Sous ce beau titre se cache un roman original sur le puzzle. Et ce, moins par le thème, que par l'aspect parodique qui d'emblée détonne. Ma première déception passée, puisque toutes les informations ou presque concernant le puzzle sont fausses, exagérées, ou caricaturales, je suis peu à peu tombé sous le charme de se livre qui ne se prend pas au sérieux. En effet, est-ce que pour rendre hommage au jeu, jouer avec la réalité n'est pas la meilleure manière d'y parvenir ?

Composé comme un puzzle de 48 pièces (dont bien sûr la dernière est manquante... ou pas tout à fait), on suit à travers, en désordre, les minutes de la Fédération américaine de puzzle et de sa concurrente la Société de "puzzlologie", ainsi que des lettres, des extraits de traités sur le puzzle, une publicité ou encore des transcriptions de retransmissions radiophoniques, le récit abracadabrant de compétitions de puzzle de vitesse, commentées comme un match de foot, réussissant la performance impensable de réunir plus de spectateurs qu'une finale du Superbowl. Bien entendu, des meurtres spectaculaires émaillent ces rencontres, le roman se présentant comme une intrigue policière en quête de la pièce manquante.

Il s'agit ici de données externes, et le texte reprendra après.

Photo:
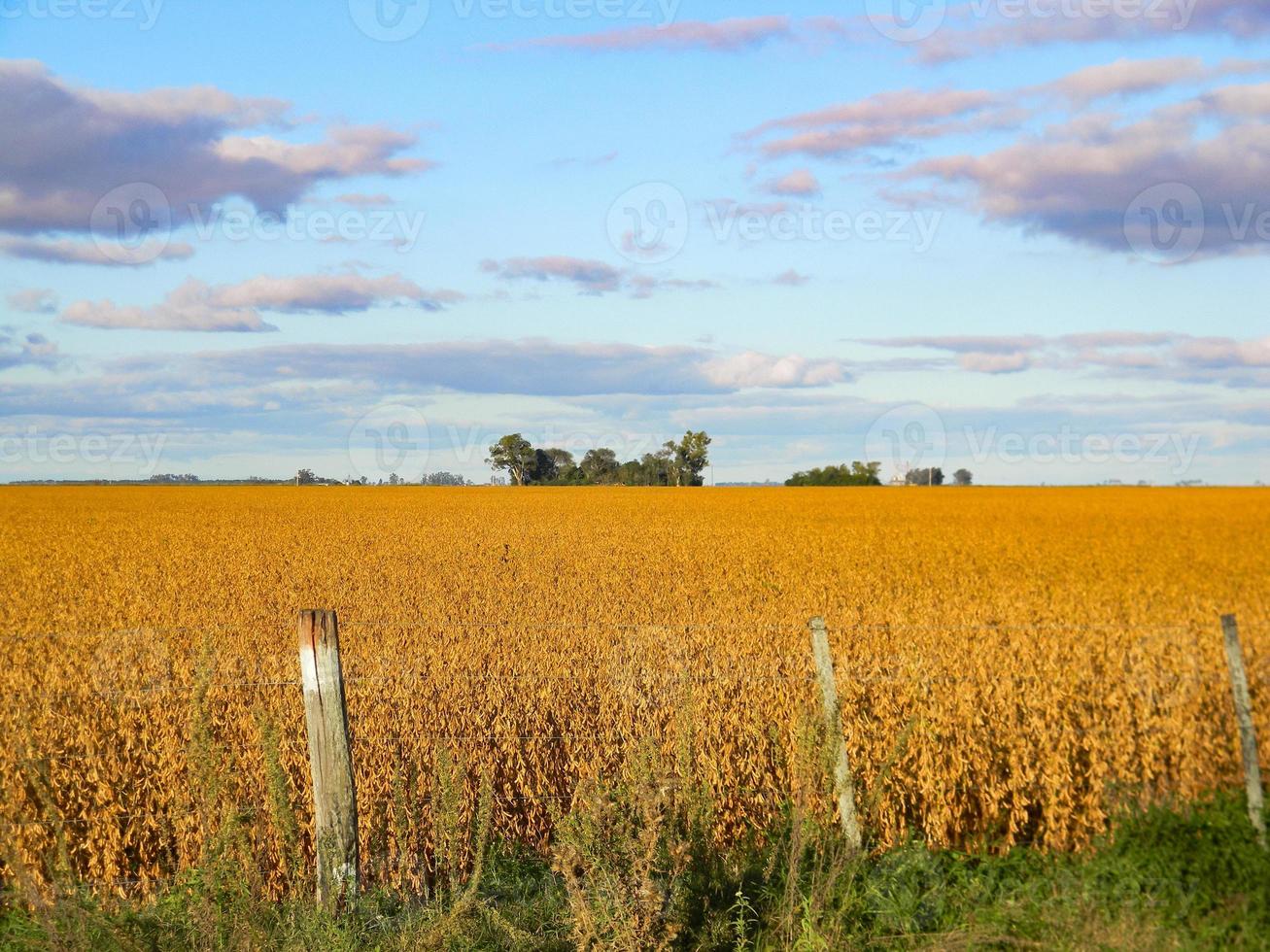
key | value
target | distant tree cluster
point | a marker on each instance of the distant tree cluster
(442, 479)
(673, 464)
(932, 476)
(855, 475)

Certes le puzzle n'est pas vraiment un jeu, mais ce roman n'est pas un véritable roman policier non plus. On s'intéresse surtout aux réflexions étonnantes sur le concept de puzzle infini, de puzzle le plus difficile du monde, l'attrait du puzzle sur l'être humain, l'existence absurde d'une configuration d'équilibre du puzzle, voire à la façon toute particulière qu'ont les Bantamolés de jouer au puzzle. Il est donc un peu dommage que l'auteur se soit senti obligé de donner une conclusion un peu forcée à un ouvrage qui n'en exigeait nullement, l'éloge perdant un peu son sens quand la pièce manquante ne l'est plus. D'autant que comme le style est parodique, on est loin de s'intéresser à l'identité de l'éventuel meurtrier qui n'est que l'un des sujets du livre.

Un roman plein de (bonnes) idées farfelues et d'inventions originales qui souffrent d'une volonté académique et pour le moins vaine de l'auteur de rattacher coûte que coûte son roman au genre policier, avec l'explication lourdaude et obligatoire en fin d'ouvrage.

Eloge de la pièce manquante d'Antoine Bello, Gallimard 1998, 325 p., 7 €

mardi 26 août 2008

La pensée sauvage

Parue en 1962, cet ouvrage d'ethnologie, dont le titre est un jeu de mot entre la plante et le système de représentation des primitifs, consacre très peu de place au jeu : quatre malheureuses pages. Et pourtant les liens qui sont faits entre le jeu et le rite, la religion et l'art y sont essentiels. Comme l'a fait avant lui Marcel Mauss, Lévi-Strauss rattache le jeu à l'esthétique  . En revanche si le sacré, qui relève aussi de cette catégorie, est conjonctif (religion signifie relier) le jeu est disjonctif, car il part d'une situation d'équilibre pour aboutir à une situation de déséquilibre, séparant le gagnant des perdants ; et Lévi-Strauss d'ajouter, avec une touche de cynisme : "...on comprend donc que les jeux de compétition prospèrent dans nos sociétés industrielles". (p. 49)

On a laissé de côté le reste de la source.